Сын обедневшего хатамото, Окицугу с юных лет служил при Иэсигэ адъютантом. Приехав со своим отцом из Вакаяма, он вслед за Иэсигэ поселился в замке Эдо и прошёл все ступени служебной карьеры. Взлёт Танума начался в 1758 году, когда сёгун поручил ему расследование громкого дела о мятеже в провинции Мино (Кудзё икки), о котором уже говорилось. Иэсигэ остался доволен результатом и добавил оправдавшему доверие адъютанту десять тысяч коку риса, по доходу приравняв его к удельным князьям. Через два года после расследования «мятежа в Кудзё» девятый сёгун ушёл в отставку, попросив Танума служить своему сыну так же, как ему самому, а сыну Иэёси рекомендовал полностью доверять Танума и прислушиваться к его советам.
В марте 1760 года в замке отметили пятидесятилетний юбилей Иэсигэ, а через месяц после церемонии умер Оока Тадамицу, единственный человек, хорошо понимавший речь девятого сёгуна. Здоровье Иэсигэ тоже оставляло желать лучшего, и он решил, что пришло время передавать дела преемнику. К тому моменту у девятого сёгуна было двое рождённых наложницами сыновей – двадцатитрёхлетний Иэхару и пятнадцатилетний Сигэёси. Появлению на свет старшего Иэхару в своё время очень радовался дед Ёсимунэ; одно время он даже подумывал о том, чтобы на несколько лет сделать сёгуном проблемного Иэсигэ, сохранив за собой все властные полномочия, а когда старший внук подрастёт, передать высший пост ему. Но из-за болезни не успел реализовать этот план. Младшего внука Сигэёси он тоже включил в структуру династийной иерархии, присвоив ему ранг основателя третьей семейной ветви (Симидзу) с правом наследования сёгунской должности. Так что и с передачей власти Иэсигэ ничего не пришлось придумывать самому – за него всё сделал отец. Так же как Ёсимунэ в своё время, он уступил свой пост и Главную усадьбу замка старшему сыну Иэхару, а сам принял ранг огосё и переехал в Западную усадьбу, традиционную резиденцию отставных сёгунов.
Десятилетнее правление Иэсигэ на этом закончилось. Официальная хроника семейства Токугава дзикки написана в комплиментарном стиле и всячески подчёркивает любые личные достоинства и общественные достижения сёгунов, но даже в ней ничего не сообщается о том, как правил девятый по счёту представитель династии по имени Иэсигэ.

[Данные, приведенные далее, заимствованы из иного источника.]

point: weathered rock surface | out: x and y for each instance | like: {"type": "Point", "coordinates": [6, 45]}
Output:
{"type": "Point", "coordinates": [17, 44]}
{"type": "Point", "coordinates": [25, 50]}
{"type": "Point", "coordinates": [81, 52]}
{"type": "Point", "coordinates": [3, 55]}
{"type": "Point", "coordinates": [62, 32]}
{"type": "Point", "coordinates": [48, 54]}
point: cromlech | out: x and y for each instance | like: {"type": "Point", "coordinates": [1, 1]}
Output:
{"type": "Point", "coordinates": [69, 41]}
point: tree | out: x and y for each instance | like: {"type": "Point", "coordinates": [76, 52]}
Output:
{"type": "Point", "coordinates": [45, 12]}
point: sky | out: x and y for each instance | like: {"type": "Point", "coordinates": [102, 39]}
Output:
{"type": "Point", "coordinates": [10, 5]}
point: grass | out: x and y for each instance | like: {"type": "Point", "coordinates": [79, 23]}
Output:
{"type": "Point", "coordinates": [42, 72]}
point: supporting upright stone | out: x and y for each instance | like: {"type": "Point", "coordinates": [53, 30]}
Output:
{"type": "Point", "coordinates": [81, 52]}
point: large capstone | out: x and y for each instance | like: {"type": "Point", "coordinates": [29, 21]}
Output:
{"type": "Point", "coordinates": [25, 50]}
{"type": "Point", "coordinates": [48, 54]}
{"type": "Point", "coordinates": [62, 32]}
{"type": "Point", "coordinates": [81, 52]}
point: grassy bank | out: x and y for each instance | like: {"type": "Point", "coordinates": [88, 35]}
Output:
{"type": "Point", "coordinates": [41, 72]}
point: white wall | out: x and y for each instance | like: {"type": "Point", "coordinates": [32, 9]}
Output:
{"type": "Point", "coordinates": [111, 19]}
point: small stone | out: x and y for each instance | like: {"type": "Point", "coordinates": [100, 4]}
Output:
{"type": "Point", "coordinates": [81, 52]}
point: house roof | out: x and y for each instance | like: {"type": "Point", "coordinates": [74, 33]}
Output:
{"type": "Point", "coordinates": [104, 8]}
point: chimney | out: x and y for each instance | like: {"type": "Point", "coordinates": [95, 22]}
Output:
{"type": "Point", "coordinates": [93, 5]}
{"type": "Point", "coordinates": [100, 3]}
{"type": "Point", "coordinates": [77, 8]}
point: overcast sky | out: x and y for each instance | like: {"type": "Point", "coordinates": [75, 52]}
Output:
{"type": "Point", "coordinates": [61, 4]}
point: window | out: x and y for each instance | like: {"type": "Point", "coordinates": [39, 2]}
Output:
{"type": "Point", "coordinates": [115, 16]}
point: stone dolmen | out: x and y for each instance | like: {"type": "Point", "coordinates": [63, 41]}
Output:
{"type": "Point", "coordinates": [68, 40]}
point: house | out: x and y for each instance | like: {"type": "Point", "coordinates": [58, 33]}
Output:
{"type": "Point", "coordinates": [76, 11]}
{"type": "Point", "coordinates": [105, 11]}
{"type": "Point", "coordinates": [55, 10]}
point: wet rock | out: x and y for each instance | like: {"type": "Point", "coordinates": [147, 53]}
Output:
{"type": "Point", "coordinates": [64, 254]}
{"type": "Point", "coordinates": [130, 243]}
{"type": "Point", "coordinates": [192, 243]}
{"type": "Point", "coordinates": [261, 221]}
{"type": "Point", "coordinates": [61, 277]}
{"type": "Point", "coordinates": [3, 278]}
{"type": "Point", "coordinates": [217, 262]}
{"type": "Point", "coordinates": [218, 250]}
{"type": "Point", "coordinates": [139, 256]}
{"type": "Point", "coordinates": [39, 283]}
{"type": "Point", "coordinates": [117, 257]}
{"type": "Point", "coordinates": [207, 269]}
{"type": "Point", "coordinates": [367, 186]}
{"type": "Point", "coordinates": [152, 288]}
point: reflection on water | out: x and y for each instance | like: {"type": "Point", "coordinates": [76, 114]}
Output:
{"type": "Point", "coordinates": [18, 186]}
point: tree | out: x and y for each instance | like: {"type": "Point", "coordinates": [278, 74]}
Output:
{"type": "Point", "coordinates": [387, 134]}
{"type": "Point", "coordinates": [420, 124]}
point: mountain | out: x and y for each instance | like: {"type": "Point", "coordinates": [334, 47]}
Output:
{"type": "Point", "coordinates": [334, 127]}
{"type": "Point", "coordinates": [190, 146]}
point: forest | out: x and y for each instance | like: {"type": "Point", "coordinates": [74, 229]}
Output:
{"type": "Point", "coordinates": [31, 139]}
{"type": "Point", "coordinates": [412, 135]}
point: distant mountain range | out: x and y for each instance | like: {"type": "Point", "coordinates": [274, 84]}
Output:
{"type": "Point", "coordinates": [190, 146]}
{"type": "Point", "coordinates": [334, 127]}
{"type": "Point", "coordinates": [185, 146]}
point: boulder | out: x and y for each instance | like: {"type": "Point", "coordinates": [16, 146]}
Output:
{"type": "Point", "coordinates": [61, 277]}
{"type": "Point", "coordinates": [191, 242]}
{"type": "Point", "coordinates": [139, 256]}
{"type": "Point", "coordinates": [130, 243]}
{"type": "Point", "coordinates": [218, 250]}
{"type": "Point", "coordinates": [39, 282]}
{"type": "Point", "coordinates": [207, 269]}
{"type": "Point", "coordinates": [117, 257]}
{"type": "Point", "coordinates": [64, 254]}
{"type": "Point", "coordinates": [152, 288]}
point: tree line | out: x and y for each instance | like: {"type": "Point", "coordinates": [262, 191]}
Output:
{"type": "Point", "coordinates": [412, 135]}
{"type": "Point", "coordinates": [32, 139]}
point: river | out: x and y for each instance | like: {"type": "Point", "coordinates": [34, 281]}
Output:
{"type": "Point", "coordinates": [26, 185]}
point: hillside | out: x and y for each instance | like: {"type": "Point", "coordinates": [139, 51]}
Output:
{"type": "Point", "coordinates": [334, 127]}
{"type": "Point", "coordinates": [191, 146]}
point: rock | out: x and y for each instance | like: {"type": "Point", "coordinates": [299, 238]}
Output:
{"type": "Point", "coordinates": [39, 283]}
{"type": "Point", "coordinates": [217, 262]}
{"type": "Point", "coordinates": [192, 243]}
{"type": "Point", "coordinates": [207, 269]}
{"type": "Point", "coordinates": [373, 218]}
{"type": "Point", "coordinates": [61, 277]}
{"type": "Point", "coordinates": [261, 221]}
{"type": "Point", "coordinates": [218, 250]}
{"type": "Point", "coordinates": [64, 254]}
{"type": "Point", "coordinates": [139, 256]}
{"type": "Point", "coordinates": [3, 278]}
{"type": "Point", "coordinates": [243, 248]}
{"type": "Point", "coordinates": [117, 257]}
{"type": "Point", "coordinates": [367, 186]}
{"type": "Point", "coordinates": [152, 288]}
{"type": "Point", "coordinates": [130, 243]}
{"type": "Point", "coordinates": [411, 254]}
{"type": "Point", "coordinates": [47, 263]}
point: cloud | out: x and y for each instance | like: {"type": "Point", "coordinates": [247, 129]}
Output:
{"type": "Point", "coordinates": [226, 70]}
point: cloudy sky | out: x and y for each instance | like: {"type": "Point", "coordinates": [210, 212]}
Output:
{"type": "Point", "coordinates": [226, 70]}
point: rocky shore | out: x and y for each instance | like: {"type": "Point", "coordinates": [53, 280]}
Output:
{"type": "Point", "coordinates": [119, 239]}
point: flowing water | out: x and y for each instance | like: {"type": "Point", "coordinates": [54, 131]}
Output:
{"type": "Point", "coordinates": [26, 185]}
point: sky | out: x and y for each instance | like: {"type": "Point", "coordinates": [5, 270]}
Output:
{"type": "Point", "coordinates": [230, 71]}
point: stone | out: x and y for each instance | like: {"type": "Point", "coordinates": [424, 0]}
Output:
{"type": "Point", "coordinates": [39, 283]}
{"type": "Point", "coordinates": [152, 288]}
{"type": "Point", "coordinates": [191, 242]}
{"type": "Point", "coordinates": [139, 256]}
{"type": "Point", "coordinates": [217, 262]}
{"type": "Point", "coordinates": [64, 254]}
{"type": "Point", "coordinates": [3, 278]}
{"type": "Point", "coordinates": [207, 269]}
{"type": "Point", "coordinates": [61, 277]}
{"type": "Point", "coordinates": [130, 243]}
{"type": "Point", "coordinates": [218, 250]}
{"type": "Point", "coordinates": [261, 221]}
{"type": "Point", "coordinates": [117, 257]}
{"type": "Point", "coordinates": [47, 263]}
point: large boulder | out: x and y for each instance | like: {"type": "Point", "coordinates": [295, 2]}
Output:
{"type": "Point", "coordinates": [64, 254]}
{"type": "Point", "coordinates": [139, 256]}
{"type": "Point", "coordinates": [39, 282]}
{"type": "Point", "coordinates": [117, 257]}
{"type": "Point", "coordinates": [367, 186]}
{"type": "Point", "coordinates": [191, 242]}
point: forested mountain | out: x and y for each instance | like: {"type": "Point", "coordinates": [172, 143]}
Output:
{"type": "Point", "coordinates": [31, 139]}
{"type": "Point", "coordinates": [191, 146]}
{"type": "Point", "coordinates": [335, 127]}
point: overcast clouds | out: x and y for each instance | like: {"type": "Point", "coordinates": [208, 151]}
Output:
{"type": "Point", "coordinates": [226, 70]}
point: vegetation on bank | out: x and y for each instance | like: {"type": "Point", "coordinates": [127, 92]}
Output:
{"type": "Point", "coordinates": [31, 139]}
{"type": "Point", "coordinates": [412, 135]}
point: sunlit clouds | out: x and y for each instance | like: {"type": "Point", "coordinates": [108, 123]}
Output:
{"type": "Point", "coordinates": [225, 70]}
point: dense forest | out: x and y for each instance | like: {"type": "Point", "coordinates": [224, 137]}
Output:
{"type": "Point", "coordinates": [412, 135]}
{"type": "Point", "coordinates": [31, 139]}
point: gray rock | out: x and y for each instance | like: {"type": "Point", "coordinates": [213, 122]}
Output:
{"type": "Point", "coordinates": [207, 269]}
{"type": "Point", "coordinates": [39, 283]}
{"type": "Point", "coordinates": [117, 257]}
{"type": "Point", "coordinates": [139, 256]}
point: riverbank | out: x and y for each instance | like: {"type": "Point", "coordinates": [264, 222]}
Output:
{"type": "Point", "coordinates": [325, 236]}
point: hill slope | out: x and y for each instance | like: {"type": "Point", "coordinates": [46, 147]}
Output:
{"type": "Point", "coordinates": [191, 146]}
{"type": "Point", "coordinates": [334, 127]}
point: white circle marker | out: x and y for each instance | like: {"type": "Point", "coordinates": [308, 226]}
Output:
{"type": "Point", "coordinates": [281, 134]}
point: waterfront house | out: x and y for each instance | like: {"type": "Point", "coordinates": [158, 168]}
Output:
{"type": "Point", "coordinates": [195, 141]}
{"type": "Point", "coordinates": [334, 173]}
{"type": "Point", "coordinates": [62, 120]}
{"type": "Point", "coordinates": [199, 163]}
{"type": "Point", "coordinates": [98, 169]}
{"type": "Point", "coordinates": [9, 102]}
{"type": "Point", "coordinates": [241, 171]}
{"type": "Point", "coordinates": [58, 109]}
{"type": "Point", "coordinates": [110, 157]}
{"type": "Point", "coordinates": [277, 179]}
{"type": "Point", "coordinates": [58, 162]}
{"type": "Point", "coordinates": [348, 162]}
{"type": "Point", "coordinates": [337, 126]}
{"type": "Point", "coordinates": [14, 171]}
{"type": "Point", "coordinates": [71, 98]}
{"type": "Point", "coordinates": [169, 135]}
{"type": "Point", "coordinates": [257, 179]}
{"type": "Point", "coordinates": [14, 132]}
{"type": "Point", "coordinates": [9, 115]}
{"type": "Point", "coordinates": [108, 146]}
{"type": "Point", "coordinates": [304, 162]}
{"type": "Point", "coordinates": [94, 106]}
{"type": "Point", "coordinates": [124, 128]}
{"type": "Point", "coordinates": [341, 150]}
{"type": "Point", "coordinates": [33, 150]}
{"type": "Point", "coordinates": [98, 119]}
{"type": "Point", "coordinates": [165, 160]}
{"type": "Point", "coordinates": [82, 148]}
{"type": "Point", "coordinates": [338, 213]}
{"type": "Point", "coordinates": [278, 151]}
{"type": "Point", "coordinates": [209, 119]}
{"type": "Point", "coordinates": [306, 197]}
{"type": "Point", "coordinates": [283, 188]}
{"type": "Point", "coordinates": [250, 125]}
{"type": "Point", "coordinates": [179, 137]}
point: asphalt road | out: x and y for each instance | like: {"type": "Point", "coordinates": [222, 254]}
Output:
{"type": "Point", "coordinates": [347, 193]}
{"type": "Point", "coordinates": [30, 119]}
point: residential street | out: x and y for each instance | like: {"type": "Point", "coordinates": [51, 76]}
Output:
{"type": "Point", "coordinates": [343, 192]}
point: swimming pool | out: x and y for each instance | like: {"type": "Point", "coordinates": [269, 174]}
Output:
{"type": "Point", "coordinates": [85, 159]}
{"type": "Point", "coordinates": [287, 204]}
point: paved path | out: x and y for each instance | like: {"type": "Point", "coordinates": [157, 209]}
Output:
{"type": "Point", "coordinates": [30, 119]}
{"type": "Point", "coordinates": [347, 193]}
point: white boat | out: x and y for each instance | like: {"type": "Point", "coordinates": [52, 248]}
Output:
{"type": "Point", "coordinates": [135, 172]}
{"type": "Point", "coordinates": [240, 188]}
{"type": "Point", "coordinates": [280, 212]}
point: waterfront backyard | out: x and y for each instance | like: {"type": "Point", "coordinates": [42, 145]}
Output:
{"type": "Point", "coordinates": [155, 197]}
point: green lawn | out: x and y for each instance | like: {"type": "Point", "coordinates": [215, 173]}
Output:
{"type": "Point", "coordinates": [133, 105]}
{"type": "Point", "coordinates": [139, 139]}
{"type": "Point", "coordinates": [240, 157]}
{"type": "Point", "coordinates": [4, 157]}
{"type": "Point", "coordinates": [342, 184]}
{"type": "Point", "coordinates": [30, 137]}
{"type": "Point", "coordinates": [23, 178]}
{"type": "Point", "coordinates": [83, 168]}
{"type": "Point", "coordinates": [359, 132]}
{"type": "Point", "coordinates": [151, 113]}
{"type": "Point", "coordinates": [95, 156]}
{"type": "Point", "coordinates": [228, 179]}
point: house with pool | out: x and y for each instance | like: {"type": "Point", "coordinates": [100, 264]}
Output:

После сорока лет его здоровье стало быстро ухудшаться, сёгуна всё реже видели на публичных церемониях. Через год после выхода в отставку у него произошло обострение уремии, от которой он страдал всю жизнь. Старший сын Иэхару ежедневно навещал отца и как мог старался облегчить его состояние. Однако, несмотря на лечение, болезнь быстро прогрессировала, и 11 мая 1761 года девятый сёгун Токугава скончался в возрасте пятидесяти лет. Наиболее вероятной причиной смерти считается инфекционный цистит.